Скрипнула половица, и в комнату вошла она. Женщина с корзиной, полной свежего белья, замерла на пороге, и тень тревоги скользнула по ее лицу.

— А ты чего лежишь? — голос её, обычно такой мягкий и певучий, прозвучал натянутой струной. — День на дворе, золотой, а ты улегся, будто ночью дров наколол, а не спал. Ночью что ли не належался?

Виктор медленно, с некоторым усилием, повернул голову. Его лицо, обычно смуглое от работы на огороде, казалось непривычно бледным.

— Да чего-то не можется мне, — произнес он глухо, отводя взгляд к окну, за которым пылала желтизной старая береза.

Елена поставила корзину, и взгляд её, привыкший замечать малейший беспорядок, сразу выхватил на кухонном столе следы недавней, торопливой трапезы: неубранная тарелка, аккуратно нарезанные, еще блестящие от влаги огурчики, и… Она подошла ближе. На краю стола стояла стеклянная емкость, не до конца полная прозрачной жидкостью. Бутылка была без этикетки, лишь смутно знакомый, простой силуэт. Она взяла её в руки, почувствовав холод стекла. Открыла, поднесла к лицу. Резкий, специфический запах ударил в ноздри.

— Виктор, — тихо, но очень четко позвала она, поворачиваясь к дивану. — Откуда это?

— Да где берут? — отозвался он, не глядя. — В магазине, понятное дело. У Семеныча.

Она подошла вплотную, заслонив ему свет от окна. — Виктор, ты чего наделал?

Он моргнул, искренне растерянный. Голова гудела, в желудке шевелилась неприятная тяжесть — обычные спутники вчерашних излияний. Ничего из ряда вон.

— Чего я наделал? — переспросил он, пытаясь сесть. Спина протестовала тупой болью.

Она потрясла бутылкой перед его лицом. — Ты зачем это? А? Зачем?

— Да чего «это»? — уже с ноткой раздражения в голосе пробормотал он. — Обычная… для сугреву. После вчерашнего.

— Ох, горюшко мое… — прошептала Елена, и в её глазах заблестели настоящие слезы. — Ты понюхай хорошенько. Да на посудину-то глянь. Где этикетка? Где заводская печать? Где?

— Ну, что там не так? — он попытался сфокусировать зрение на бутылке, но она расплывалась в руках жены.

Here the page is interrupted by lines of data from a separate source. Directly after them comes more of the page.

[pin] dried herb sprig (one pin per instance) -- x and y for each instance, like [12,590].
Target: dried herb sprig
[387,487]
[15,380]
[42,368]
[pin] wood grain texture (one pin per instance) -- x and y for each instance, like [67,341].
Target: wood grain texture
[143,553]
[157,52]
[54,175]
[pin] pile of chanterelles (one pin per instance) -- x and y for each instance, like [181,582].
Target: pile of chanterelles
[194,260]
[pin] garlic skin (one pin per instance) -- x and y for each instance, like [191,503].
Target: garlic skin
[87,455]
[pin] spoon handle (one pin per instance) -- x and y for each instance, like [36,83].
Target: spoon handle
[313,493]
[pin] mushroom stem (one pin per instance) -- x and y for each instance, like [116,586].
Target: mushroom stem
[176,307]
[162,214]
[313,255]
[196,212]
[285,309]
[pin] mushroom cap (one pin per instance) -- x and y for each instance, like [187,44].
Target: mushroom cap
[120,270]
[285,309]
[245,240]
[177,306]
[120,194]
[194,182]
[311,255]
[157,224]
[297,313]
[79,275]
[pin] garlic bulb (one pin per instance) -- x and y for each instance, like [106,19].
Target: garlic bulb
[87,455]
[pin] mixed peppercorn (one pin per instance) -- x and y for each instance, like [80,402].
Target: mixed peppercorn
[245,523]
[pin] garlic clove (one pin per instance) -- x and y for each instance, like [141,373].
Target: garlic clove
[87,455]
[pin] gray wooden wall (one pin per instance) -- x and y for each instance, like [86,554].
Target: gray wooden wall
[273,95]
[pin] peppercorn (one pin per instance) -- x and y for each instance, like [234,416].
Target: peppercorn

— А ты сам не чувствуешь? — голос её дрогнул. — Ты же сам сказал, что худо. И я вижу: лицо, как мел, трясет тебя мелкой дрожью. Тошнит, поди?

Словно только сейчас осознав всю гамму неприятных ощущений, Виктор испуганно посмотрел на жену и кивнул. В горле сжался ком. — И правда, не по себе… сильно не по себе… Может, скорую?..

— Ага, хватился, — она села на край дивана, и плечи её сгорбились под невидимой тяжестью. — Скорую ему. Пока до нашей глуши она доедет… Да и не поедут, пожалуй. Разве что констатацию… — Она закрыла лицо руками, и тихие, горькие всхлипы стали заполнять тишину комнаты. — Ой, как же ты не заметил… как же ты не понял… Что ж я теперь одна-одинешенька… как жить-то буду…

— Лена, — голос его сорвался. — Да что ты? Неужели всё так… плохо?

— Хуже некуда, родной. Хуже и представить нельзя.

Паника, холодная и липкая, поползла от живота к горлу. — Так это… санавиацию! Вызовем вертолет! Пусть забирают!

— Совсем умом тронулся, — сквозь слезы сказала она, опуская руки. Лицо её было мокрым и беспомощным. — Ты хоть знаешь, сколько стоит этот вертолет в воздух поднять? Цену всей нашей скотины отдадим, да и то не хватит…

— Чего же делать-то? — простонал он, хватая её холодную руку. — Мне и впрямь дурно… Что они мне подсунули, стервецы… Может, таблетку какую? Активированного угля?

— Если только, чтобы путь облегчить, — тихо, почти беззвучно, выдохнула Елена.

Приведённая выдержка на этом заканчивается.